Outside Union Station in Washington, I drank coffee and listened to the trumpet player who is almost always there. Maybe a week ago at 8:30, in the last minutes before everything changed, he played the same songs -- "As Time Goes By" and "Taste of Honey" -- but I can't imagine that he also played then what he played next: "Taps."

It was getting to be that time now, counting down to the exact moments the hijackers steered the jetliners toward New York and Washington, and I watched the people filing out of the MARC trains and the Amtraks and assumed that many of them were following the exact flight paths of their lives again -- down the broad sidewalks of this beautiful city, with briefcases in their hands, down Constitution Avenue to the Department of Labor and maybe the Federal Trade Commission, through a park to the Capitol or one of the congressional office buildings.

Some of them headed underground to the Metro, maybe to the Red Line toward Shady Grove, and maybe the Yellow Line to Pentagon City.

Just like last week.

It was a warm and sunny September Tuesday.

Just like last week.

Washington on Sept. 18 was pretty much like Washington on Sept. 11.

Except for everything.

I could not hear the voices of schoolchildren getting off buses to visit the Smithsonian because there were no school buses and no children. There were Tourmobiles running the usual routes along The Mall, but they were empty.

There were no commercial airliners coming out of Reagan National Airport so the familiar rumble of ambitious Americans moving every few minutes through the sky was gone.

Every 30 minutes, you could hear the high, distant thunder of a jet but you could not see it -- maybe an F-15 Eagle or an F-16 Falcon, or an AWAC, patrolling over the city. I could see nothing else in the air but squawking blue jays and Canada geese.

The geese settled down on The Mall, near the Washington Monument. The monument is surrounded by homely concrete highway barriers, and it is not open to visitors. Some time since last Tuesday, someone placed 36 bouquets of red and yellow chrysanthemums atop the barriers. They left a handwritten poster: "We Mongolians living in America are gathered here to convey our deep condolences and sorrow to the victims of recent tragic events and to express our solidarity with the American people. God bless America."

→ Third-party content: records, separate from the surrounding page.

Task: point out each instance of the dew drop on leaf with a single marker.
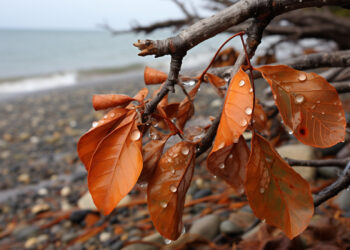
(135, 135)
(173, 188)
(299, 99)
(244, 122)
(302, 77)
(185, 150)
(163, 204)
(248, 111)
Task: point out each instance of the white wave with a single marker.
(34, 84)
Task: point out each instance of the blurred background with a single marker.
(55, 54)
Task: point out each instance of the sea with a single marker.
(34, 60)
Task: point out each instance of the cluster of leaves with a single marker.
(122, 149)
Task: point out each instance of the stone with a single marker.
(65, 191)
(22, 233)
(299, 152)
(39, 208)
(207, 226)
(86, 202)
(30, 243)
(24, 178)
(43, 191)
(229, 227)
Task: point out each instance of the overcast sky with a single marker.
(84, 14)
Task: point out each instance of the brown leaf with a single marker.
(151, 154)
(276, 193)
(89, 141)
(229, 163)
(309, 105)
(116, 164)
(167, 189)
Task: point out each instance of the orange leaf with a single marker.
(275, 191)
(236, 113)
(151, 154)
(260, 119)
(110, 100)
(154, 76)
(89, 141)
(167, 189)
(141, 95)
(116, 164)
(217, 82)
(229, 163)
(308, 104)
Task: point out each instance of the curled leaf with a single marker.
(151, 154)
(116, 164)
(154, 76)
(88, 143)
(309, 105)
(167, 189)
(229, 163)
(276, 193)
(237, 111)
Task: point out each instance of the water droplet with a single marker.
(248, 111)
(167, 241)
(173, 188)
(299, 99)
(244, 122)
(163, 204)
(135, 135)
(221, 145)
(185, 150)
(302, 77)
(189, 83)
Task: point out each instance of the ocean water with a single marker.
(32, 60)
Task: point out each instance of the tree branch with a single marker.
(332, 190)
(318, 163)
(233, 15)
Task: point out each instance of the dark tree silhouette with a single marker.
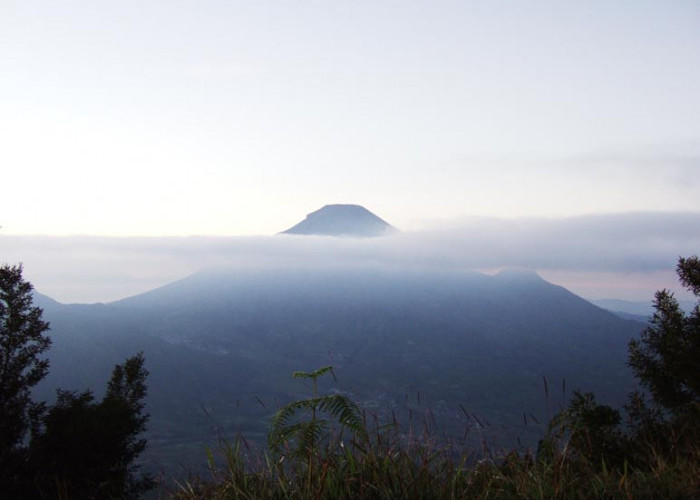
(87, 449)
(665, 359)
(22, 342)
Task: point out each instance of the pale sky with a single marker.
(175, 118)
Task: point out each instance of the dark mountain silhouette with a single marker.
(342, 220)
(221, 345)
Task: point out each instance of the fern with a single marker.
(301, 438)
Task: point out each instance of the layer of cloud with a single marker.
(590, 248)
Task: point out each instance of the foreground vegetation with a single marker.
(586, 453)
(325, 446)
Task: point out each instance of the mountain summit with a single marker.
(342, 220)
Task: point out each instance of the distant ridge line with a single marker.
(342, 220)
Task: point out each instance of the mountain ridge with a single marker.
(342, 220)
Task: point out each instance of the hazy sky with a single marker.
(237, 118)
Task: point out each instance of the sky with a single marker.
(230, 119)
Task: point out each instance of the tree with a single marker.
(87, 449)
(22, 342)
(665, 359)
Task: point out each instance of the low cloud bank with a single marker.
(593, 249)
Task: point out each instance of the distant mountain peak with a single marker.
(342, 220)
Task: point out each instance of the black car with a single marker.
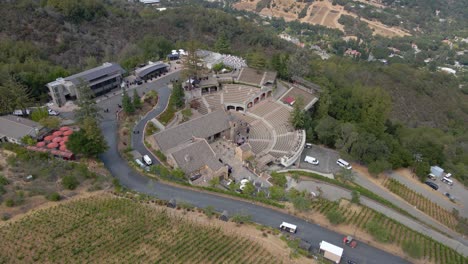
(432, 185)
(195, 177)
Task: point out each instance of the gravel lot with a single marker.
(326, 157)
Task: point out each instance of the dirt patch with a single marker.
(414, 180)
(361, 235)
(36, 203)
(320, 13)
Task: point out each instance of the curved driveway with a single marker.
(140, 183)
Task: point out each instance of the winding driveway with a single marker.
(266, 216)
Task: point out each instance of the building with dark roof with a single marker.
(210, 126)
(14, 128)
(101, 80)
(153, 69)
(198, 157)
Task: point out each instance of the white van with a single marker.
(147, 160)
(343, 163)
(311, 160)
(288, 227)
(447, 181)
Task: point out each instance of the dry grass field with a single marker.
(319, 13)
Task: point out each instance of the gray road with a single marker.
(457, 190)
(361, 180)
(334, 193)
(135, 181)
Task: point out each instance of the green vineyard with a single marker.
(430, 250)
(117, 230)
(422, 203)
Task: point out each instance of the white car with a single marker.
(147, 160)
(311, 160)
(52, 112)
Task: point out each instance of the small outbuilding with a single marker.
(171, 203)
(224, 216)
(331, 251)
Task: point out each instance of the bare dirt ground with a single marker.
(359, 234)
(319, 13)
(31, 201)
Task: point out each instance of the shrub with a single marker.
(6, 216)
(209, 211)
(355, 197)
(335, 217)
(278, 179)
(9, 202)
(380, 233)
(54, 197)
(70, 182)
(3, 180)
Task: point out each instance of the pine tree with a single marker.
(127, 104)
(222, 44)
(136, 100)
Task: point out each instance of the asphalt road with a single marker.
(140, 183)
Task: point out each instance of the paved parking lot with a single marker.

By now we had arrived at the hour of the Washington attack -- 9:40 a.m. A week ago, madmen hijacked Flight 77 out of Dulles, turned it around and slammed it into the Pentagon while some of the employees there were watching television coverage of the terrorist attacks in New York. I thought of the words of the boy who lives in my house: "I wish they had crashed into the Statue of Liberty. It would have been sad. But it wouldn't have killed so many people." I thought something similar as I stood in front of my favorite place, the Lincoln Memorial, a week to the hour from the time of the crash across the river at the Pentagon.

Lincoln lives on, though there were only a few people walking the steps to visit him and his words yesterday morning. I could hear the invisible jet again, and the sound seemed so odd and spooky that several people looked up with me. We saw only sky.

Yesterday, there were many police officers whose normal posts are inside federal buildings standing on the sidewalks leading to them, outside the Federal Reserve and the Treasury. There were Capitol police standing in driveways, and 10 of them bunched together getting special instructions about an iron gate in front of the old Executive Office Building. An officer in a bulletproof vest, marked "Secret Service," stood by a car across from the Renwick Gallery.

A note on the E Street door of the Interior Department said: "Due to heightened security this entrance closed until further notice."